Check the live network-hospital list on your insurer's official website or app, and on your TPA's portal, on the day of admission — lists change. Call the insurer or TPA helpline printed on your health card and ask them to confirm the hospital's current network status by name and city. Ask for a reference number for that call. For planned admissions, get written cashless pre-authorisation before you are admitted. Do not rely on the hospital's word or an old printed list, because a hospital can be de-listed or suspended at any time.
It was an emergency and I had no time to check the network. Will the insurer still cover it?
Genuine emergencies are treated differently from planned admissions under most health policies and regulator guidance. If you were admitted in an emergency and could not verify network status first, document the emergency clearly — ambulance record, casualty or emergency notes, and the admitting doctor's assessment. Even if cashless is refused, you can usually claim reimbursement. Mention the emergency expressly in your claim and your complaint. Exact treatment depends on your policy wording, so read the emergency-care clause and check with your insurer.
Can I file an RTI against my private insurer, the TPA, or the private hospital?

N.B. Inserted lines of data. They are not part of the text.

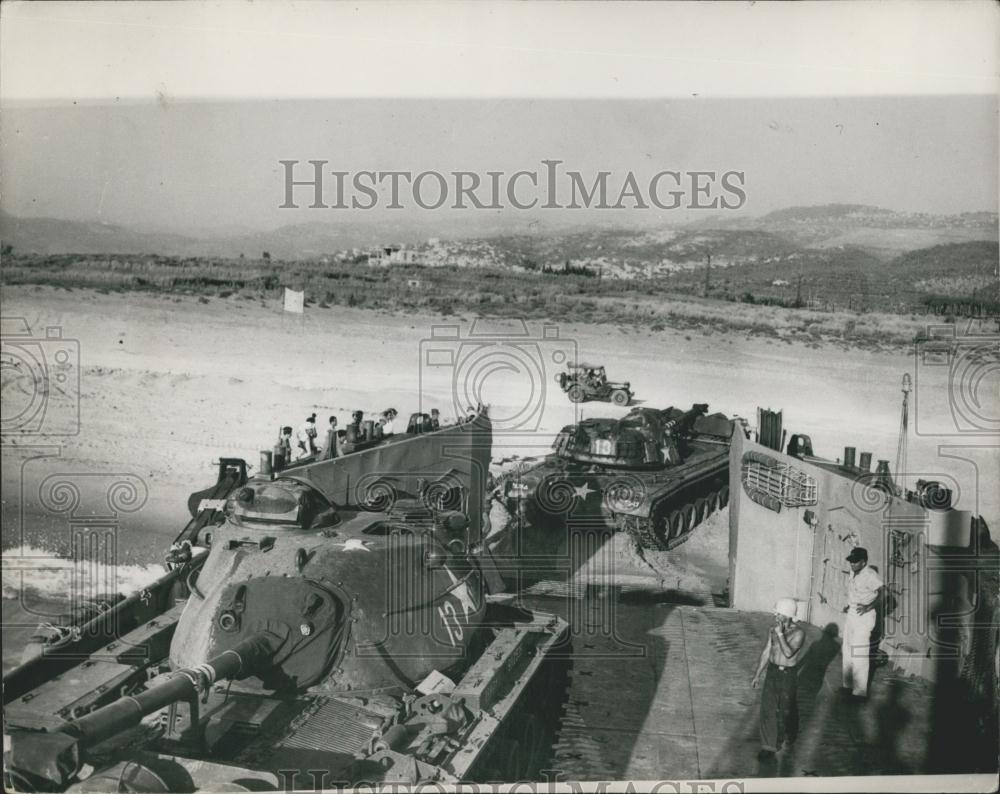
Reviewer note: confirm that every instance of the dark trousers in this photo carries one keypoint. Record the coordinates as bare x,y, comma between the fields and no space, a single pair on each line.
779,708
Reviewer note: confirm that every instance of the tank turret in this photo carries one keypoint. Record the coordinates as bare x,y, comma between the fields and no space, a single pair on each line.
332,615
655,473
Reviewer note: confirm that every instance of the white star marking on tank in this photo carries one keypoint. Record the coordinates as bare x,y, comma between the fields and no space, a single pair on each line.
460,590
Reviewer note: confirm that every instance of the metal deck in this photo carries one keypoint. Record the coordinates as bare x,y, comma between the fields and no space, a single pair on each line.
666,695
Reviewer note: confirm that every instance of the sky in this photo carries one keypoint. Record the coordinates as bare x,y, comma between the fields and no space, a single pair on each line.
174,116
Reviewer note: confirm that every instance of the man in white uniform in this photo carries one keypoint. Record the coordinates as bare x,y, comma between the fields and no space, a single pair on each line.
864,590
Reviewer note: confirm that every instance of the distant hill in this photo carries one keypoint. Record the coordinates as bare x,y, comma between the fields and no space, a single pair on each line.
775,238
884,232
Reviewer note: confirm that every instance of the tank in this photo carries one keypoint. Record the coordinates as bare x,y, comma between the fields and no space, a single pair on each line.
335,616
653,473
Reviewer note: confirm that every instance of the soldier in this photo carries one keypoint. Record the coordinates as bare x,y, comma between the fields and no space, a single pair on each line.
779,711
330,447
387,421
864,591
282,452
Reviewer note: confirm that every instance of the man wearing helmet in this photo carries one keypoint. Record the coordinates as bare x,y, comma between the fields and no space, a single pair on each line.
779,711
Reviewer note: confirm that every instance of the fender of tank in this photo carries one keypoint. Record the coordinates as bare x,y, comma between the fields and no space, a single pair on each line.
655,473
380,603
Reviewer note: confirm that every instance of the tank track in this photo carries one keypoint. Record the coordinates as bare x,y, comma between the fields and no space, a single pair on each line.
526,743
670,523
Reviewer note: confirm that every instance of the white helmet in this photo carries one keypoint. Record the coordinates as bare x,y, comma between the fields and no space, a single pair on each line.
786,607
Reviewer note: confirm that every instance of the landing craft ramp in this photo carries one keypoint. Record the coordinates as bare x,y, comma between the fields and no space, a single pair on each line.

No. The RTI Act applies only to public authorities. Private insurers, third-party administrators, and private hospitals are not public authorities, so you cannot file an RTI against them. Use the insurer or TPA grievance process first, then IRDAI's Bima Bharosa portal, and then the Insurance Ombudsman. RTI can help only where a public authority holds the record — for example a public-sector insurer, a government or municipal hospital, or a State health-scheme authority.
Where do I complain if the insurer or TPA does not resolve my grievance?
First raise a written grievance with the insurer's grievance redressal officer and the TPA. If you do not get a satisfactory reply within the time the insurer commits to, escalate to IRDAI through the Bima Bharosa grievance portal at bimabharosa.irdai.gov.in. If the dispute still remains, you can approach the Insurance Ombudsman free of cost for matters within its monetary limit. You may also use the consumer commission route for deficiency in service. Keep copies of every complaint and reply.
What documents do I need to keep so the reimbursement claim is not rejected later?
Keep originals of the final hospital bill with a detailed break-up, all payment receipts, the discharge summary, the admission record, all investigation and pharmacy bills, prescriptions, and any implant or device stickers. Keep the cashless denial communication, your health card, and the policy copy. For emergencies, also keep the ambulance receipt and emergency notes. Most reimbursement claims fail because of missing originals or an incomplete bill break-up, so collect everything before you leave the hospital.
The hospital says cashless is blocked but is asking me to pay a deposit. Is that allowed?
If the hospital is out of network or de-listed, the insurer will not settle directly, so the hospital can ask you to pay and you then claim reimbursement. Pay only against a proper, itemised bill and a stamped receipt — never against a rough estimate alone. Ask for a written, itemised final bill at discharge. Keep all receipts. Do not sign blank or vague forms. If you suspect overcharging, raise it in writing with the hospital and mention it in your insurer complaint and, if needed, the consumer route.